Meski demikian, lanjut Sutarman, kepolisian tetap meminta jajarannya untuk meningkatkan kewaspadaan terkait pengamanan di sejumlah tempat keramaian.
“Tetap waspada, kami tingkatkan penjagaan di kantor-kantor termasuk pos-pos pelayanan. Selain itu juga di tempat ibadah, tempat-tempat keramaian yang menjadi pusat perayaan malam Tahun Baru,” kata dia di Jakarta, Rabu (31/12).

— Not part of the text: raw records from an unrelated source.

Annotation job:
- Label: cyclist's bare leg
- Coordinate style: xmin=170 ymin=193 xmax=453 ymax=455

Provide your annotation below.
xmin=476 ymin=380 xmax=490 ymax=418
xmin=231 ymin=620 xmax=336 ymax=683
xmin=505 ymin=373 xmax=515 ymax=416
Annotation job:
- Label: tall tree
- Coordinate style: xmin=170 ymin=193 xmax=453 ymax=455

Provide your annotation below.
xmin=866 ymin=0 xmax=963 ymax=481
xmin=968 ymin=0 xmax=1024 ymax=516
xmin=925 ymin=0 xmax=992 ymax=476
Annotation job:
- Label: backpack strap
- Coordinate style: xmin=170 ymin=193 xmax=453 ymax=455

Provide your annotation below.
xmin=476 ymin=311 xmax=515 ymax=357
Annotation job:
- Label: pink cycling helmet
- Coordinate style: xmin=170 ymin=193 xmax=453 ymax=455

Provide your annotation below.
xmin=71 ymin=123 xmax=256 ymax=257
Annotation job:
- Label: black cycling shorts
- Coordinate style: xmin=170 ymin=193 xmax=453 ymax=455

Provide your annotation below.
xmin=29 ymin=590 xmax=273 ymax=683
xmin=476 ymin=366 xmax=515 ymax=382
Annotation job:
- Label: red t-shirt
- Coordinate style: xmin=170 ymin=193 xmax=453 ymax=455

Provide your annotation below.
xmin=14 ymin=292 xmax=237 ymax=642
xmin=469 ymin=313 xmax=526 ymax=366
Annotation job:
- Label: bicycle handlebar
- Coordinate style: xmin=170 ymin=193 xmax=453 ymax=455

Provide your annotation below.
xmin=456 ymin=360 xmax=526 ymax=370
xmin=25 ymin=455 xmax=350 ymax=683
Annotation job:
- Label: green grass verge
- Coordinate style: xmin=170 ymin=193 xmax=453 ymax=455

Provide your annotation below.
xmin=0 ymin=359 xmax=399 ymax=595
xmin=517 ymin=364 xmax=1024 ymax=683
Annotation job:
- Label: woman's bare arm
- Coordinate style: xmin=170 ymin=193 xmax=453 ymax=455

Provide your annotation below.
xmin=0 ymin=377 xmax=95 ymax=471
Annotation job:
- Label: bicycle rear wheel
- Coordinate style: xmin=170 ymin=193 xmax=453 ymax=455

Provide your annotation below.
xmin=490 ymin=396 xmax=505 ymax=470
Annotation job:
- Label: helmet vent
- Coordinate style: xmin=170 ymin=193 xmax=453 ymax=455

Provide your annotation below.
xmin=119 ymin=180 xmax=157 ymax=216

Pengamanan malam Tahun Baru 2015 masuk dalam rangkaian pengamanan Operasi Lilin 2014. Dalam Operasi Lilin 2014 yang digelar sejak 24 Desember 2014 hingga 2 Januari 2015, diterjunkan sebanyak 165.337 personel gabungan yang terdiri dari 80.560 anggota Polri, 19.581 anggota TNI serta 65.196 orang dari berbagai instansi dan mitra kamtibmas.
Para petugas tersebut akan ditempatkan pada 1.767 pos pengamanan dan 603 pos pelayanan di berbagai wilayah di Indonesia.